RC Strasbourg : « On va passer de bonnes fêtes au chaud », assure Dimitri Liénard après la bonne première partie de saison

FOOTBALLLe milieu de terrain tire un bilan positif de la première partie de saison du Racing
Thibaut Gagnepain

Thibaut Gagnepain

L'essentiel

  • La première partie de saison est presque terminée au RC Strasbourg.
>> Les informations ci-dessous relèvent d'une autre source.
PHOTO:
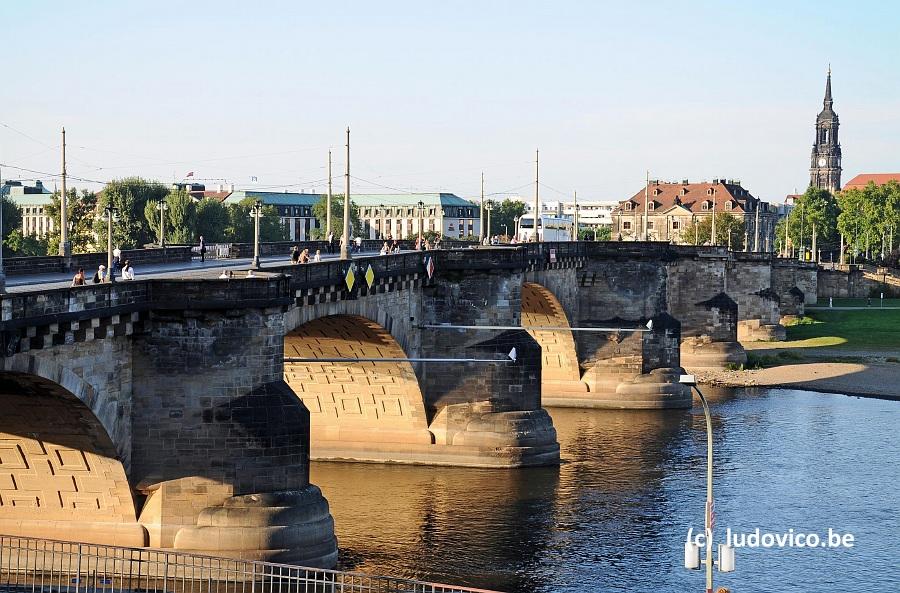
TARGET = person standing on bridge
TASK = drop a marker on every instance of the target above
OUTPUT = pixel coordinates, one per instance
(127, 271)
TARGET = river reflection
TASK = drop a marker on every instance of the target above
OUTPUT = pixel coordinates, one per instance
(614, 516)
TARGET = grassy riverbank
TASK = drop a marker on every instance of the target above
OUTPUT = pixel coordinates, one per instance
(846, 330)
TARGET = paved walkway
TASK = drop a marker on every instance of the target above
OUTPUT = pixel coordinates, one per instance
(193, 269)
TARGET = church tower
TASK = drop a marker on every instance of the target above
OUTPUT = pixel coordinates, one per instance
(825, 165)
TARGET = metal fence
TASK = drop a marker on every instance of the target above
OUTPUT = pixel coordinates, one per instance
(49, 566)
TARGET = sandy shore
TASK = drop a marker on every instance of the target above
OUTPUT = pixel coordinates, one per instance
(875, 379)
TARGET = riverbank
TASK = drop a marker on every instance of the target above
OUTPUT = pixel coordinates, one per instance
(869, 379)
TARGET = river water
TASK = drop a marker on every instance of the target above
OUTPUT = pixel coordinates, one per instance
(615, 515)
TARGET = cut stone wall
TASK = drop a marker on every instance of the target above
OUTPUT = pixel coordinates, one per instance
(60, 476)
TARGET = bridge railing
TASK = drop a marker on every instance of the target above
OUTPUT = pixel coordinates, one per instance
(40, 565)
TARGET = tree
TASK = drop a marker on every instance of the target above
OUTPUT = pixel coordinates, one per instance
(602, 233)
(503, 216)
(180, 218)
(12, 220)
(337, 217)
(22, 245)
(81, 216)
(130, 197)
(240, 223)
(730, 231)
(212, 220)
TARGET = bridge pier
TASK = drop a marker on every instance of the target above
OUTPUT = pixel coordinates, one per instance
(221, 442)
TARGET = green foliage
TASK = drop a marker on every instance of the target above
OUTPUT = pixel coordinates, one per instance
(22, 245)
(212, 220)
(816, 211)
(503, 216)
(337, 217)
(81, 216)
(240, 223)
(730, 230)
(130, 197)
(602, 233)
(180, 219)
(12, 217)
(869, 218)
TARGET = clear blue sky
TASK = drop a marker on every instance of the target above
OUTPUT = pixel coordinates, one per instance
(434, 92)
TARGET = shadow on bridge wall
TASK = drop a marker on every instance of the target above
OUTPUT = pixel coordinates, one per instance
(444, 413)
(60, 474)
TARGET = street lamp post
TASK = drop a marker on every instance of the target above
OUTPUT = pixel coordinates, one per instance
(2, 273)
(726, 552)
(162, 206)
(575, 218)
(256, 212)
(421, 221)
(112, 214)
(345, 245)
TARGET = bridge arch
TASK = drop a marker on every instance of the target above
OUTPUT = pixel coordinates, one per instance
(560, 371)
(352, 402)
(61, 475)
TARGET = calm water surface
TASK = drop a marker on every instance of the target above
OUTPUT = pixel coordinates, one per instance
(615, 515)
Il reste un dernier match aux Alsaciens, samedi contre Saint-Etienne.
  • Après 18 journées, ils comptent 24 points, soit 8 de plus que Metz, actuel barragiste.
  • Quel bilan tire le milieu du Racing Dimitri Liénard de ces cinq premiers mois de compétition ? Il répond longuement et ne cache pas son bonheur actuel.

C’est bientôt les vacances au Racing ! Avant le dernier match de l’année, samedi contre Saint-Etienne, Dimitri Liénard a accepté de revenir sur la première partie de saison. Avec des beaux souvenirs mais aussi d’autres moins agréables. Le milieu de terrain strasbourgeois se livre, comme d’habitude au naturel.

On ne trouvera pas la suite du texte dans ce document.